Enviada em 22/10/2020

Consoante ao historiador Sérgio Buarque de Holanda, os portugueses colonizaram o Brasil como “semeadores”, ou seja, “semearam” as casas, os comércios, a infraestrutura brasileira sem nenhuma organização ou padronização, semelhante ao ato de semear. Esse ato fez com que, a desorganização estrutural das cidades e os desafios da mobilidade urbana, os quais geram o inchaço no trânsito e a desarmonia entre pedestres e veículos, existissem  hodiernamente.
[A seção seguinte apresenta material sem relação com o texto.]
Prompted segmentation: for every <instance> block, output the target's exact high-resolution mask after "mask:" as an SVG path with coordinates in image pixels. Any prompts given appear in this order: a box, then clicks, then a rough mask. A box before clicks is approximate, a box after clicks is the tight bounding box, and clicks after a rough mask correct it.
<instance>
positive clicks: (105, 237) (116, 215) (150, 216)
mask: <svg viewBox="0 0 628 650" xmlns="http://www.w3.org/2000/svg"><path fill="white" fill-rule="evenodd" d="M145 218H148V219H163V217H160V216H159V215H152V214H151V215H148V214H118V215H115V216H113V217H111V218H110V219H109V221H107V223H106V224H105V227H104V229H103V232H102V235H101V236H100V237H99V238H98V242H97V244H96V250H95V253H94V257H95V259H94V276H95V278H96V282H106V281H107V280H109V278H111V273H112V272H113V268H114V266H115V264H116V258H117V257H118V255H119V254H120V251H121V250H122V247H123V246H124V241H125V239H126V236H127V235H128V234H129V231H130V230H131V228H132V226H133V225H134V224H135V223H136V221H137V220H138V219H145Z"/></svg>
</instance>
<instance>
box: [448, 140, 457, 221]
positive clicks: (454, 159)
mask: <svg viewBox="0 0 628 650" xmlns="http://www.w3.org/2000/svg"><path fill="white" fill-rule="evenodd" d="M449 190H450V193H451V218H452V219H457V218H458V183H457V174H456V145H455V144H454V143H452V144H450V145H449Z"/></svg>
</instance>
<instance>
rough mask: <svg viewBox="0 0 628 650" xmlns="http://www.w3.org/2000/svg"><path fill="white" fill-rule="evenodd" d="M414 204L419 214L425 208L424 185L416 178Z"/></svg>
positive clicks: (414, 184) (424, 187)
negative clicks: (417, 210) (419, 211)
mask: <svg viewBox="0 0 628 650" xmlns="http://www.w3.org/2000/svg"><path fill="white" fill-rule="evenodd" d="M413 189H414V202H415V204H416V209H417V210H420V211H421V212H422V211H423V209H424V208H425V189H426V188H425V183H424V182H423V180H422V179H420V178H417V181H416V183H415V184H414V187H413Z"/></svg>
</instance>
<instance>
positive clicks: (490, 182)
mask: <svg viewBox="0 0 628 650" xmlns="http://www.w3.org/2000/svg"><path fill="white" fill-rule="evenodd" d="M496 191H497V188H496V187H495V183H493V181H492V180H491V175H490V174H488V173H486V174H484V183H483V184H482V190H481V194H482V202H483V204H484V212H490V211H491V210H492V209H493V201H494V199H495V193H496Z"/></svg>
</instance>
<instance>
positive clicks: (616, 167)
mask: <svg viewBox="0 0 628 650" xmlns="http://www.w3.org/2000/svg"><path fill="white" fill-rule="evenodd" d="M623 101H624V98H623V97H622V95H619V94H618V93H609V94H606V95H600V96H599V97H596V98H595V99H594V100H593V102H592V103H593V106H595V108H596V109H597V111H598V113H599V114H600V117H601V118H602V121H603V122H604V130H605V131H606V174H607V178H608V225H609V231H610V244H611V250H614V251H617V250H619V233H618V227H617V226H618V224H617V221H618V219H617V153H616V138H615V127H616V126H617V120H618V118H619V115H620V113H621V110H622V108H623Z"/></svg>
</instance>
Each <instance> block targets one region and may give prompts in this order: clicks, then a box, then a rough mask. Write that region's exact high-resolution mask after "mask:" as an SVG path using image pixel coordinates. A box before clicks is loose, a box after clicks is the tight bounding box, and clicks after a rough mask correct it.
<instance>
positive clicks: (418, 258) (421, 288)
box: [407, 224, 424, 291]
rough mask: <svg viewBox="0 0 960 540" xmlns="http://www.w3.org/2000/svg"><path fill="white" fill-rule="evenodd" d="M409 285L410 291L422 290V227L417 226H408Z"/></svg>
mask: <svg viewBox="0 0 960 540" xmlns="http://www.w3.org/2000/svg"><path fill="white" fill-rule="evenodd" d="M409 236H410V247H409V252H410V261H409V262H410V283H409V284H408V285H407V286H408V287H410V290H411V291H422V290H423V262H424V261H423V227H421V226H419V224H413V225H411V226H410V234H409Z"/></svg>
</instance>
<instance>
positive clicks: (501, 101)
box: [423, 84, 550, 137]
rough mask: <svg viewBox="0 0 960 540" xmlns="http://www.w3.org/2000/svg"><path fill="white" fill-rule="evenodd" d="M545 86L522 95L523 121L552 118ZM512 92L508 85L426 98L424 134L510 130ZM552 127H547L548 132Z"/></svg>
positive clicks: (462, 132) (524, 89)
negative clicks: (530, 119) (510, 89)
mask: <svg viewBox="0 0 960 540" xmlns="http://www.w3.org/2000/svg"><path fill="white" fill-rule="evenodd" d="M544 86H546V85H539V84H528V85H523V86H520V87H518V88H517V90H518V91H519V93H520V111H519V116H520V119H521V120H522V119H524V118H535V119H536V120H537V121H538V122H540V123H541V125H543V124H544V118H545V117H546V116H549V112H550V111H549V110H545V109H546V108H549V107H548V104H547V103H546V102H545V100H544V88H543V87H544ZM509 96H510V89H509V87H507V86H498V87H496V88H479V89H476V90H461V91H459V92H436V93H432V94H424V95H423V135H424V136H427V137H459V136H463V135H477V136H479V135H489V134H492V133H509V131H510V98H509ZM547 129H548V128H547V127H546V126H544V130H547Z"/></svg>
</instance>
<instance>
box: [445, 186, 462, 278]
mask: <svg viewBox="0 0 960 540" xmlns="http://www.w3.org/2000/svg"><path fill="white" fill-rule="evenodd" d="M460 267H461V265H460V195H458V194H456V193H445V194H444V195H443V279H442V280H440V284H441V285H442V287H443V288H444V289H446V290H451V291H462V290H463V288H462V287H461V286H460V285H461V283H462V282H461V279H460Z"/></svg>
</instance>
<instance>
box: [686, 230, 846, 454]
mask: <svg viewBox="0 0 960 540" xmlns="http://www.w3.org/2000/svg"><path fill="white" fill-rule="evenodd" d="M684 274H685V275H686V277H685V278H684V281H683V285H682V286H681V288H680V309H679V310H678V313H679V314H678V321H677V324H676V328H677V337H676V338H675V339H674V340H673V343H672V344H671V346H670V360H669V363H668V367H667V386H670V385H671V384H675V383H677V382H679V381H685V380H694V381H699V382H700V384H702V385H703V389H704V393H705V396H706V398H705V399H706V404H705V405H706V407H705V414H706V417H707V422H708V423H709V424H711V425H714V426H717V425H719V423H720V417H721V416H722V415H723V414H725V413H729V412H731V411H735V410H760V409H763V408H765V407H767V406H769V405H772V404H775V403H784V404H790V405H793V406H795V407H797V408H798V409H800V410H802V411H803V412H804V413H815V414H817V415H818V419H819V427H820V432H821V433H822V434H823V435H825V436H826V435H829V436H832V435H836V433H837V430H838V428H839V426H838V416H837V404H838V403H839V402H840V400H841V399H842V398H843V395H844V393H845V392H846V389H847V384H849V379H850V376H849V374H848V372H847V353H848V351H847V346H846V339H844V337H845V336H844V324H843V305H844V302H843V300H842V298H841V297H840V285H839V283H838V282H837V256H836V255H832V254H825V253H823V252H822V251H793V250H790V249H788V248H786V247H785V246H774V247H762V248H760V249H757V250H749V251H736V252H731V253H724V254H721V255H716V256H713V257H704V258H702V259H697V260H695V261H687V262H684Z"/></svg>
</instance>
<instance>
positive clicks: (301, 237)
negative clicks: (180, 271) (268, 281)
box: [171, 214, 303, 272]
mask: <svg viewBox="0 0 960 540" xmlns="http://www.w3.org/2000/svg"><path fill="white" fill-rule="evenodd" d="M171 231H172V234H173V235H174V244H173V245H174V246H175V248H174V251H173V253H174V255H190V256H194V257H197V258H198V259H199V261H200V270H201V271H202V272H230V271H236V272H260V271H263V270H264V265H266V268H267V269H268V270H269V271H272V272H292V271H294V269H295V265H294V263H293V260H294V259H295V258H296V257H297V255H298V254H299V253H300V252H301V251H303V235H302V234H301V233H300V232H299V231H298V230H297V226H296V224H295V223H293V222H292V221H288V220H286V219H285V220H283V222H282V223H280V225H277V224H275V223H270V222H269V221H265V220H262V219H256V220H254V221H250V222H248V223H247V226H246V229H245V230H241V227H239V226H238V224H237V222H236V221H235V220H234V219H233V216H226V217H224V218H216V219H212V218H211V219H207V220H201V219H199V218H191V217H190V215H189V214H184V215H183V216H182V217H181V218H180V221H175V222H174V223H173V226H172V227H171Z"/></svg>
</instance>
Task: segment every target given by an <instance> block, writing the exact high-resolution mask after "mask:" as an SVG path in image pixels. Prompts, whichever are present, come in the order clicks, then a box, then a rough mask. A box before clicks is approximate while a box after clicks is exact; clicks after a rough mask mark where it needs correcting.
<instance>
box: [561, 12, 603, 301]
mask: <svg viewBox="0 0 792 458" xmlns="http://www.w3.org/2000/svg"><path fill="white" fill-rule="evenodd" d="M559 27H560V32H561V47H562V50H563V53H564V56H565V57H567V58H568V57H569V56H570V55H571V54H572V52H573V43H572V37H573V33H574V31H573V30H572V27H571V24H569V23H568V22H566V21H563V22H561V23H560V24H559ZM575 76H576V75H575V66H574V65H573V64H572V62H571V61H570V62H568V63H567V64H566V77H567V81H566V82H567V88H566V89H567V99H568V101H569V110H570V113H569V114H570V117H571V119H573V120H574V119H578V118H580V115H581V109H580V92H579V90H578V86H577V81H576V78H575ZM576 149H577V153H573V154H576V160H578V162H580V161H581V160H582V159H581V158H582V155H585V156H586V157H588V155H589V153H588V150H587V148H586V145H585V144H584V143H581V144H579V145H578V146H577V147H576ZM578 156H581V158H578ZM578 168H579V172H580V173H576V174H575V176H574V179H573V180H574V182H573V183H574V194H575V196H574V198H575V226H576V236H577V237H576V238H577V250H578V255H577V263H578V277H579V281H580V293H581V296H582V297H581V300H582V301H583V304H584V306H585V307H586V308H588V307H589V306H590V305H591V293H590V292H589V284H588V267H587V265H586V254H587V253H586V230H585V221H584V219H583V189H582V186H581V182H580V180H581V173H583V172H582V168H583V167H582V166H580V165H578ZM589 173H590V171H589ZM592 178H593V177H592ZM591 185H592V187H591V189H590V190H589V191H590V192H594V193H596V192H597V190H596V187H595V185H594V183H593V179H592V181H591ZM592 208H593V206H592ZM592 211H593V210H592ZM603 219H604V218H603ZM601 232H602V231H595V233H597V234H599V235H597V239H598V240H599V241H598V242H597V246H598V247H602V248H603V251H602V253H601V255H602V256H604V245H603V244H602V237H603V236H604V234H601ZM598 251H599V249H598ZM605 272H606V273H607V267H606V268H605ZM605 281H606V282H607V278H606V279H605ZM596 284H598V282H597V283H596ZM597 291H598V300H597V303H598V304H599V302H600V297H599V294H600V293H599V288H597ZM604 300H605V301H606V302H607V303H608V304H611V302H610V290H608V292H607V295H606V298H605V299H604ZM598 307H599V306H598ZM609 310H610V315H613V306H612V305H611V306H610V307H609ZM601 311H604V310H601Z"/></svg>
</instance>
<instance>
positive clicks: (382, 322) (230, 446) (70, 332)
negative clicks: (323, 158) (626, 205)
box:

Em primeiro plano, o inchaço no trânsito ocorre pela má organização das vias e, principalmente, pelo grandioso número de carros nas ruas. Isso  acontece não só pela herança rodoviarista, deixada por JK, mas também pelo incentivo ao mercado automobilístico, já que é evidente a péssima qualidade do transporte público. Esse inchaço é um desafio seja pela  emissão de gases poluentes os quais corroboram o efeito estufa e os problemas respiratórios, seja pelo estresse, brigas de trânsito, não cumprimento das leis ou custo de tempo.

Em segundo plano, a falta de calçadas ou o desnivelamento delas, as poucas rampas de acesso para os deficientes e a pouca educação no trânsito gera grande dificuldade aos pedestres que acabam andando na rua, aumentando o risco de acidentes; assim como a falta de ciclovias, já que a bicicleta é um meio de transporte alternativo.

Em suma, a harmonia no trânsito é necessária para o bem estar social. Para que isso ocorra, é necessário que os prefeitos cumpram o plano diretor, como alargamento das ruas, construção de viadutos, reconstrução de calçadas mais niveladas, com rampas para deficientes, ciclovias a fim de diminuir o transito; assiste ao governo a maior divulgação da “Semana Nacional do Trânsito”, que ocorre em setembro, por meio de comerciais na grande mídia, palestra no SEST/SENAT aos motoristas de caminhões, alertando sobre os deveres, panfletagem consciente para realertar os riscos aos motoristas das cidades e círculos de discussão aos pedestres, relembrando a todos as leis de trânsito e influenciando o uso dos meios de transporte alternativos (como a carona compartilhada, bicicletas, patinetes, caminhada); tudo com a apresentação de infográficos sobre o número de acidentes e suas causas, tal como evitá-los, a fim de harmonizar as ruas e rodovias. E, finalmente, cabe o investimento público/privado nas companhias de transporte público para a melhora de qualidade. Assim, a antiga e desorganizada “plantação” brasileira de ruas e de carros poderá se transformar na fácil, organizada e  livre circulação de pessoas no espaço social.